İnsana dayatılmış olan bu düşünceler, ister istemez onu kanaatsiz bir kişiliğe büründürdü. Elindeki maddeler ile yetinmeyen; daha elindeki maddeyi dahi kullanmadan yeni bir madde arayışı içerisine giren, kısır bir döngünün içerisindeki zavallı bir insan modeli ile karşı karşıya kaldık. Madde sahibi olmak hırs, kibir, kıskançlık gibi duyguları da beraberinde getirdi. İnsan özgürlük uğruna savaşırken, farkında olmadan arzu ve isteklerinin kölesi haline geldi. Hayatında uyuşturucu herhangi bir madde kullanmamış bir insan, uyuşturucu madde kullanan kişinin maruz kaldığı psikolojik, aklî ve fiziki çöküşü “madde, eşya” arayışı içerisinde tecrübe etti.

İnsanlar bugün mutlu olmadıkları halde mutluymuş gibi davranmaya, duygularını aşırı zirvede veya aşırı diplerde yaşamaya başladı. Madde adeta bir gösteriş, bir başkasına üstün gelme unsuru haline geldi. Üstün gelme çabası ile sürekli yeni maddelere ihtiyaç duyduğunu hisseden insan; önemli- önemsiz hayatındaki her olayı performans haline getirmeye başladı. Düğünlerimiz, kutlamalarımız, vb. uygulamalarımız madde yarışlarına dönüştü. Öyle ki bebeğimizin dişinin çıkması bile bizler için bir performans alanı oluşturdu. ( Bebeklerinin ilk dişi çıktığında parti düzenleyen kesimler ortaya çıktı.) Çünkü insan ne kadar çok maddeye sahip olursa o kadar çok mutlu olacağına ikna edildi.

Bizler bugün maddeye hak ettiği değeri verdiğimizde; bizleri bunalıma sokan, adeta bir eşya toplama yarışındaymış gibi hissettiren duygulardan, maddeye olan bağımlılığımızdan kurtulmuş olacağız. Hayatımıza gerçekten ihtiyacımız kadar maddeyi alarak, insandaki cevheri perdeleyen unsurlardan kurtulduğumuzda hayata olan bakış açımız değişecektir. İnsan asıl gayesini fark edecek, bu zamana kadar bir oyalanma içerisinde dönüp durmuş olduğunu anlayacaktır.

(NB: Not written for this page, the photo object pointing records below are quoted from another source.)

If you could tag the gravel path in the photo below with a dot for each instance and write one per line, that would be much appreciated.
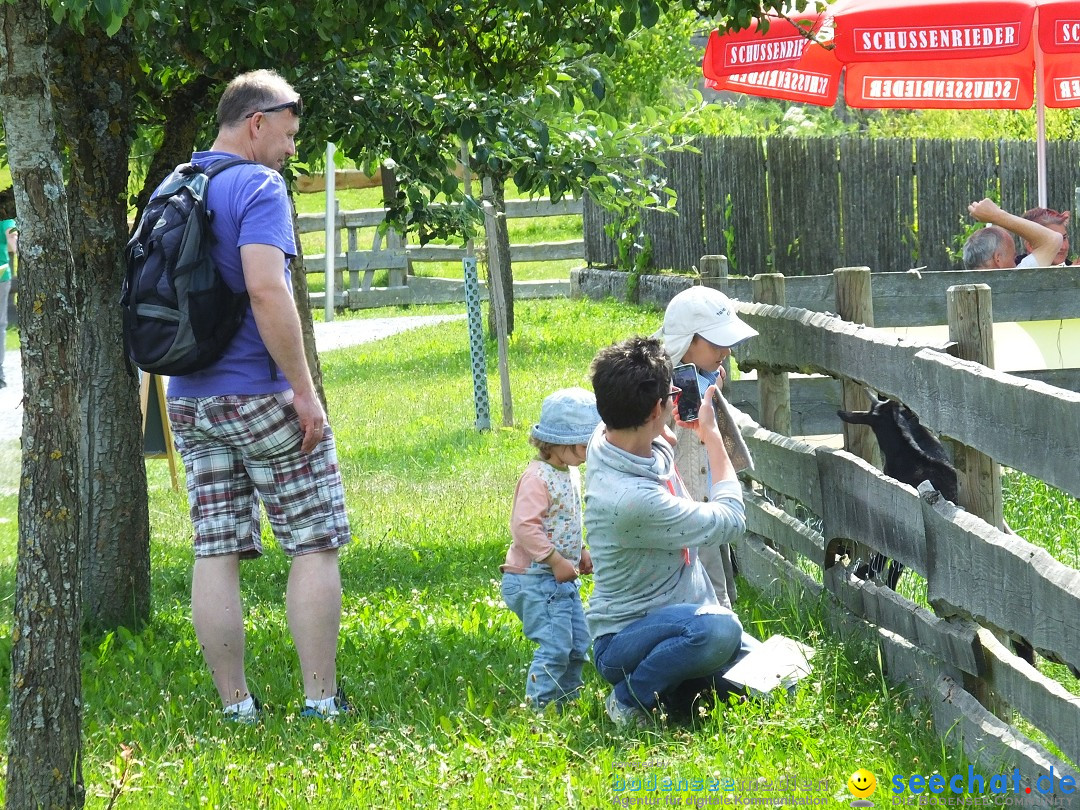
(334, 335)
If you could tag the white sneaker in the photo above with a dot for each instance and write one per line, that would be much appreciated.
(622, 715)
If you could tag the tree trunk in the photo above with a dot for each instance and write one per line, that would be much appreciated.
(505, 269)
(304, 307)
(94, 91)
(44, 766)
(180, 115)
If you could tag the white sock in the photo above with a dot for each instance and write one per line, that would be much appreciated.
(245, 707)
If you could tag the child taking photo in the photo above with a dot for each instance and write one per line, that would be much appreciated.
(540, 576)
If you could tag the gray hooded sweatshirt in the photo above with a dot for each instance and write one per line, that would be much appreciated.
(643, 531)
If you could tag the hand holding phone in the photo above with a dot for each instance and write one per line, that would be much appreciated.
(685, 378)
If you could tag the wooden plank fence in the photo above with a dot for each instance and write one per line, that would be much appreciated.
(974, 572)
(356, 265)
(792, 205)
(977, 577)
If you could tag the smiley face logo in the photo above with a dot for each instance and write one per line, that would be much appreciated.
(862, 784)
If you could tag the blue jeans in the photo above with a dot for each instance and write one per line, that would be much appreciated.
(553, 618)
(672, 651)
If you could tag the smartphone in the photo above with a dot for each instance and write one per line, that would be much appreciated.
(685, 377)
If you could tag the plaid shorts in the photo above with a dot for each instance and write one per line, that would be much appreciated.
(243, 449)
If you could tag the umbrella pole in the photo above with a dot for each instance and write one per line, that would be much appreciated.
(1040, 124)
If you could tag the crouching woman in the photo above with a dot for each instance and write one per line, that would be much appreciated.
(660, 636)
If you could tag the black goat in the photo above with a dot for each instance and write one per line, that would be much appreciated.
(912, 455)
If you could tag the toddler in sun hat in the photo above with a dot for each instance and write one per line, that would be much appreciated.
(547, 553)
(700, 327)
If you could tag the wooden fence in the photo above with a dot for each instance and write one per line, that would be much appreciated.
(976, 576)
(356, 264)
(793, 205)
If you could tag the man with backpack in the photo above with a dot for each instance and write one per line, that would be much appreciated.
(250, 427)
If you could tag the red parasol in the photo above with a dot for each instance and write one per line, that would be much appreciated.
(916, 54)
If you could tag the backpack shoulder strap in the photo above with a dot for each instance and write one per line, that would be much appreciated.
(220, 165)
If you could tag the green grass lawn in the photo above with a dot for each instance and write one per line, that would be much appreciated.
(429, 656)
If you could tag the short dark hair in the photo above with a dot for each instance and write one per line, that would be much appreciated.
(250, 92)
(629, 378)
(983, 245)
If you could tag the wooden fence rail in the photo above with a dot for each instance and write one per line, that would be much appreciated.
(793, 205)
(356, 265)
(975, 574)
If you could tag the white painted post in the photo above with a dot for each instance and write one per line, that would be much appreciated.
(331, 232)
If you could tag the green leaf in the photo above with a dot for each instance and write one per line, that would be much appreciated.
(650, 13)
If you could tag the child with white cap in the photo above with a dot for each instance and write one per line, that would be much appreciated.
(700, 327)
(540, 575)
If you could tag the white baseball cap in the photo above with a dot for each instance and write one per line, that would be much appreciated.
(701, 311)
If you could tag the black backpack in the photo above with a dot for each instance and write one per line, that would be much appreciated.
(178, 313)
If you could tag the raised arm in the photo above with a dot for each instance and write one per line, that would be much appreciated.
(1044, 242)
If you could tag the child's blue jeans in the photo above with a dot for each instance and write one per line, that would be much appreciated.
(553, 618)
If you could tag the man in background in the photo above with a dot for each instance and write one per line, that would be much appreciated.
(251, 427)
(995, 248)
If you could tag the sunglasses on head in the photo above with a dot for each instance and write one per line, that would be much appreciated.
(296, 107)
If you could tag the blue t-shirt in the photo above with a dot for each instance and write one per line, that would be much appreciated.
(251, 206)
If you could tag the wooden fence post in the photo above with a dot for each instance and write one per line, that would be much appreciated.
(855, 304)
(773, 388)
(714, 272)
(971, 326)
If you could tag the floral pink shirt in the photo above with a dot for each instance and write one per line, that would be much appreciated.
(545, 516)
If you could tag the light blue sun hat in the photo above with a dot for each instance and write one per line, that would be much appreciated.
(568, 416)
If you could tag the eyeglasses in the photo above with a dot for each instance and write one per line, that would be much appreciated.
(296, 107)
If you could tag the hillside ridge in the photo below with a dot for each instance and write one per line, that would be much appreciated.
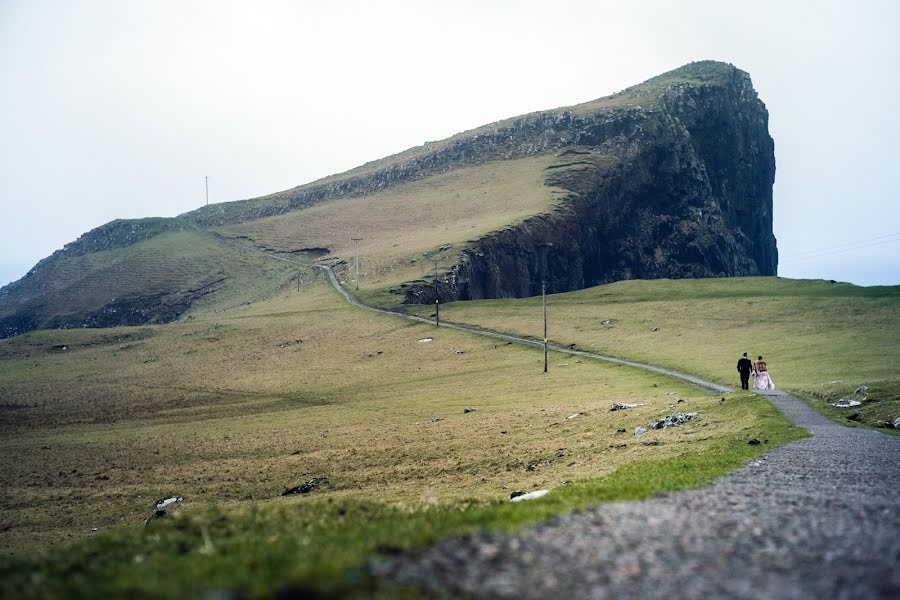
(669, 178)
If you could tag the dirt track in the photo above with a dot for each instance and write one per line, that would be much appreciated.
(816, 518)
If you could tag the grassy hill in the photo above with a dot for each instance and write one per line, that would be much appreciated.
(821, 339)
(516, 182)
(229, 409)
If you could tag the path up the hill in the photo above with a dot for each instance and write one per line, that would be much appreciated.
(816, 518)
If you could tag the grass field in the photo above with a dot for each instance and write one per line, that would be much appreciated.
(821, 339)
(230, 409)
(402, 228)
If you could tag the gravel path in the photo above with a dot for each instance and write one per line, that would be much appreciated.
(816, 518)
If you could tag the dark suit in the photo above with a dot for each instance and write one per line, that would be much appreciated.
(744, 368)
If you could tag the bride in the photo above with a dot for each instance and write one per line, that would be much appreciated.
(761, 371)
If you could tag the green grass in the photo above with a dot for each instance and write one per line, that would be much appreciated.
(811, 333)
(229, 409)
(323, 544)
(167, 269)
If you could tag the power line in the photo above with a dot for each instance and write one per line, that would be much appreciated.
(876, 241)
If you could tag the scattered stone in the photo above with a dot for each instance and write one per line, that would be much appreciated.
(164, 502)
(304, 488)
(622, 406)
(529, 495)
(672, 420)
(156, 516)
(844, 403)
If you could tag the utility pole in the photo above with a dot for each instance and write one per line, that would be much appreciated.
(357, 240)
(437, 300)
(544, 269)
(544, 302)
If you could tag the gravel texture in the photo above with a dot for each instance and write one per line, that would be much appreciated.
(816, 518)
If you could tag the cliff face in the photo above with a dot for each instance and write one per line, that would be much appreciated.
(683, 188)
(670, 178)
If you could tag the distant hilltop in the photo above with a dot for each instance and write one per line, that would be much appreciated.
(669, 178)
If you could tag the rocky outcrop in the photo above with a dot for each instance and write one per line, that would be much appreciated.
(670, 178)
(680, 188)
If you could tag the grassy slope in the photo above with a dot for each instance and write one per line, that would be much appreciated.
(698, 73)
(812, 333)
(401, 225)
(228, 414)
(167, 265)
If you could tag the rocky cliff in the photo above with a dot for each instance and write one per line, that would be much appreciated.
(680, 186)
(669, 178)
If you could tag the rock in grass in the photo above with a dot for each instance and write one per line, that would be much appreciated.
(164, 502)
(528, 496)
(304, 488)
(844, 403)
(156, 516)
(672, 420)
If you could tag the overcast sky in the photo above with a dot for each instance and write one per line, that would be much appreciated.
(112, 109)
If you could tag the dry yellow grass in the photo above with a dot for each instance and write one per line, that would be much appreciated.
(400, 225)
(94, 434)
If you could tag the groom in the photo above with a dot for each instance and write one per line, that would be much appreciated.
(744, 368)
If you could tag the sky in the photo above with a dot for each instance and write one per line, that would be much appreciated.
(119, 109)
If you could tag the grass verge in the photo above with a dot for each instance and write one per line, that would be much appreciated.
(324, 544)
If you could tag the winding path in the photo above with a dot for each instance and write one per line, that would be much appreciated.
(706, 385)
(816, 518)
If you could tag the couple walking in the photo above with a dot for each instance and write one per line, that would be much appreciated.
(762, 382)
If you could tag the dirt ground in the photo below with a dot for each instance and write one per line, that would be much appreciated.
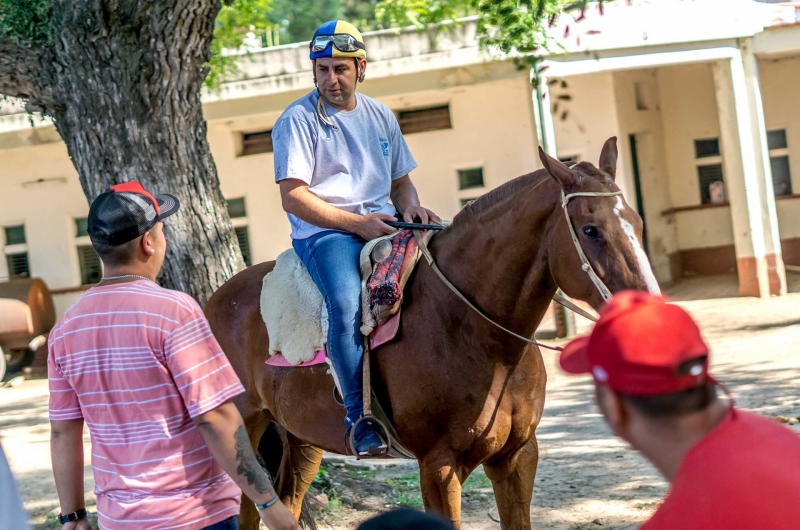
(587, 479)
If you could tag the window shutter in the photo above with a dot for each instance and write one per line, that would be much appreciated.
(18, 265)
(470, 178)
(15, 235)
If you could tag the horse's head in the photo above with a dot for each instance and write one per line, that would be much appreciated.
(607, 229)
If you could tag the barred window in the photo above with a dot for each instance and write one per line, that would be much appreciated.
(421, 120)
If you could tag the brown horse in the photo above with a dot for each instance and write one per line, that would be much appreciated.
(461, 392)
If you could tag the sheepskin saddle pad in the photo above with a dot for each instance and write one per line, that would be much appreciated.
(295, 314)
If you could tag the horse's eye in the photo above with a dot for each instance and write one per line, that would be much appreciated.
(591, 232)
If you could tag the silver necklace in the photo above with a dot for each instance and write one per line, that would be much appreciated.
(125, 276)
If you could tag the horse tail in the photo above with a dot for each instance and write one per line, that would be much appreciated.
(274, 452)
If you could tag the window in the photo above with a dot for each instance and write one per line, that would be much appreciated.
(709, 171)
(15, 235)
(81, 227)
(706, 148)
(91, 266)
(18, 265)
(243, 238)
(236, 208)
(470, 178)
(779, 161)
(421, 120)
(257, 142)
(16, 251)
(642, 95)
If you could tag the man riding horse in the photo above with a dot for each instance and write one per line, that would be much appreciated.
(339, 158)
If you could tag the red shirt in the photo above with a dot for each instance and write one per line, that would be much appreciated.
(745, 475)
(137, 363)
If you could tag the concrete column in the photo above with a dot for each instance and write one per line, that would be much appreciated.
(546, 132)
(748, 177)
(543, 115)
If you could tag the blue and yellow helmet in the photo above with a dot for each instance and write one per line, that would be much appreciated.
(337, 38)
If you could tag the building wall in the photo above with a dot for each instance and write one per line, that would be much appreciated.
(492, 128)
(639, 114)
(591, 119)
(47, 210)
(780, 79)
(689, 110)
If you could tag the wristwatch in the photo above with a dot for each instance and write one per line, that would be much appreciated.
(74, 516)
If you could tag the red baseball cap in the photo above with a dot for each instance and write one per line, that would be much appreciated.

“Kindî’ye göre “Kanaatkar olan köle hür, tamahkâr (açgözlü) olan hür ise köledir.” Kindî, köleliğin hürriyet sanıldığı bir zamanda yerinde bir ölçü koyuyor. İnsanlar eşyayı kullandıklarını sanıyorlar. Oysa eşyalar, edinme arzusunu kamçılayarak insanları kullanıyorlar.